Hi, thanks for you reply. I wonder what do you mean "occlusion", I think this output is roughness map?

Could you be more specific about how to visualize the occlusion? Thanks!

[lzhnb]

You can directly save the occlusion as an image.

GS-IR/render.py

Line 170 in e8d979e

occlusion=occlusion,

[sucy171106]

Well, the occlusion is so strange (dirty), and I've checked the code.
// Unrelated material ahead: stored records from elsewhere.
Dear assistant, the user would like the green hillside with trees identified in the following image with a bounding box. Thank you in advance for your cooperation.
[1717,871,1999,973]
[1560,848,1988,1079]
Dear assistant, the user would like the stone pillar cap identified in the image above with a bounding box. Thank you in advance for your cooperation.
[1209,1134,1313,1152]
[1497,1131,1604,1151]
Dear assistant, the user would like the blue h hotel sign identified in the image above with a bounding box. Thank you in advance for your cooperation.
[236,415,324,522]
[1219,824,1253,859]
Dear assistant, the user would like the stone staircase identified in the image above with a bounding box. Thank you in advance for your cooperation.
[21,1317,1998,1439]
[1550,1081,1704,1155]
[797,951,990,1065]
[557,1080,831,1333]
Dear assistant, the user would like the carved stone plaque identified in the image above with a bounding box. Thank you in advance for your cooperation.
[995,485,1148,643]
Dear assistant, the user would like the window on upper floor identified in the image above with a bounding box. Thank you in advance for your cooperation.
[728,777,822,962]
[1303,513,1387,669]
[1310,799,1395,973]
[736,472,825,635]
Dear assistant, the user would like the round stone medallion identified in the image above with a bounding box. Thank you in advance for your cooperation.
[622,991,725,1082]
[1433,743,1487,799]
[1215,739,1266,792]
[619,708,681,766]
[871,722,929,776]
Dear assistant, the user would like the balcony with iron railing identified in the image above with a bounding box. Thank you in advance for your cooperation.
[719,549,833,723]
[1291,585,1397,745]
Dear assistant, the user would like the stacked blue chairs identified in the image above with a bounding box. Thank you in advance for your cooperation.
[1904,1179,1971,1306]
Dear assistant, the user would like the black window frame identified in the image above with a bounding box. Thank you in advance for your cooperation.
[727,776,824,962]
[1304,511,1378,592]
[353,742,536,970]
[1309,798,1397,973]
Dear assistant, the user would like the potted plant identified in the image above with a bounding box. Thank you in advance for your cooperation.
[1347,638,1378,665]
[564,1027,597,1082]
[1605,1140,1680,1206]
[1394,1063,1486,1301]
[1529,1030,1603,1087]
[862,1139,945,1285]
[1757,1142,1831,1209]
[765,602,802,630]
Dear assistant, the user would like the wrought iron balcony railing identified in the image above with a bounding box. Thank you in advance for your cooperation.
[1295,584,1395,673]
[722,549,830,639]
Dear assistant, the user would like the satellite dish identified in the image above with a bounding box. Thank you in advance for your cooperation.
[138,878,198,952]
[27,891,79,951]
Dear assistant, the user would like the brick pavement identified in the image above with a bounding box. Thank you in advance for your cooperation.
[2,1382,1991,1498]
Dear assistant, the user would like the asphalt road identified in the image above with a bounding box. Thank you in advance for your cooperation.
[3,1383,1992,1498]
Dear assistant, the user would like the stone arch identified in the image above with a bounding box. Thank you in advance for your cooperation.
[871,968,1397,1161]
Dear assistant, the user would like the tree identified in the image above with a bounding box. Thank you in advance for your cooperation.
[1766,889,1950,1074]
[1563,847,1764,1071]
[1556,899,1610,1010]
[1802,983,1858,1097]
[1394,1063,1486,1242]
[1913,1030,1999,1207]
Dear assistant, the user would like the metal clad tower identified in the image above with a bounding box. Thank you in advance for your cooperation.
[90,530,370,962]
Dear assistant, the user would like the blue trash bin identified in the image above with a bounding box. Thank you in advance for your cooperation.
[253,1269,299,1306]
I think that you can set the sample_rays here as 1 and check the occlusion (This may be a mistake when I release the code):

GS-IR/gs-ir/gs_ir/__init__.py

Line 16 in e8d979e

sample_rays: int = 256,

Since I am recovering ambient occlusion from spherical harmonics, this already includes hemisphere pre-convolution, so there is no need to perform importance sampling.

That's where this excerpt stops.